Monday, March 24, 2008

They Live


They Live; fantasy / satire, USA, 1988; D: John Carpenter, S: Roddy Piper, Keith David, Meg Foster, George 'Buck' Flower, Peter Jason, Raymond St. Jacques, Susan Barnes
A homeless man is searching for a job in Los Angeles. He finds work at a construction site and meets Frank who takes him to a local shantytown. Accidentally, he discovers the local church is actually just a facade for a group who fights against social oppressors. After the police crackdown, he finds one of their special sunglasses and is shocked to find out they work as an X-ray device, showing the real world in black and white - where alien ghouls have secretly taken the identity of the people and rule the world through TV and industry. He meets Holly and persuades Frank to join him and the group. The two of them enter an underground hallway where they attack the local TV station that airs the alien signals. Holly kills Frank and him, but he manages to destroy the antenna, making everyone realize they are among them for the first time.

"They Live" wasn't a box office hit because the audience thought, considering it was directed by John Carpenter, that it was just another of his typical horror slasher films, but it wasn't at all - not by a long shot. It is one of the most surprising films of the 1980's, since one would have expected Carpenter to be the last person capable of making such a sharp social commentary and a biting satire on totalitarian society, equal even to George Orwell's "Nineteen Eighty-Four". From the exposition where the homeless hero is searching for any kind of job and hears numerous paroles about social injustice, exploitation of the poor people and injustice of the rich class, the story quietly sets up all of it's means necessary to start to the main plot tangle when he finds a special kind of sunglasses, puts them on - and realizes they work as an X-ray device, showing the real world humans can't see.
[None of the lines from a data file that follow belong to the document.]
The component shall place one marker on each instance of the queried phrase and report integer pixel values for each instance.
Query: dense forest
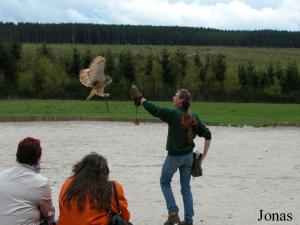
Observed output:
(146, 35)
(42, 71)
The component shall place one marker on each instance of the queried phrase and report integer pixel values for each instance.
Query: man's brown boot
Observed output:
(185, 223)
(173, 218)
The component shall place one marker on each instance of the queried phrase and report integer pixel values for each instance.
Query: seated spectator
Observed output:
(25, 195)
(85, 197)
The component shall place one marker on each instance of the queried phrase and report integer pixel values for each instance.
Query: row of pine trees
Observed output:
(47, 74)
(147, 35)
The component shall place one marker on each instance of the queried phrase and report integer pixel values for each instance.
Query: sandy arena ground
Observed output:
(247, 169)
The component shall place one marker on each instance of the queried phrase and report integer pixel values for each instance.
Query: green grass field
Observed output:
(235, 114)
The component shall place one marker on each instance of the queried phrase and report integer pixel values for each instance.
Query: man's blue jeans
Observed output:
(184, 164)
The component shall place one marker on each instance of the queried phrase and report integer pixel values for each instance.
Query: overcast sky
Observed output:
(221, 14)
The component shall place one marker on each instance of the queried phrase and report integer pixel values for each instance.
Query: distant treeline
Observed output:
(41, 71)
(146, 35)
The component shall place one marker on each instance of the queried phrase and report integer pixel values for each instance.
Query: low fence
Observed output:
(134, 120)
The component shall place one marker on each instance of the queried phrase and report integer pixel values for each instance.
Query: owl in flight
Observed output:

For instance, he spots an ordinary looking billboard for a computer add, but when he puts the glasses on he sees the real, subliminal message behind it: "Obey". He looks at a woman in a bikini and sees: "Marry and reproduce". And then he goes on and on through the town, discovering all sorts of hidden messages in adds and magazines; "Consume", "Conform", "No Independent thought"...the highlight is when he spots some dollar notes in a man's hand and sees: "This is your God". The fantastic thing about this amazing concept, based on Ray Nelson's short story "Eight O'Clock in the Morning", is that it actually has sense and seems timeless, mocking the human ignorance who was unable to notice how they are actually ruled by evil aliens who brainwashed them with propaganda, subversively creating an anti-establishment punch that is powerful, even though the story could have been more versatile, better made and different than the standard action finale. It's obvious Carpenter made a sly slap at yuppies, lobbyists and dictators who are "among us", but we cannot detect them. Rarely was there such an example of subersive cinema.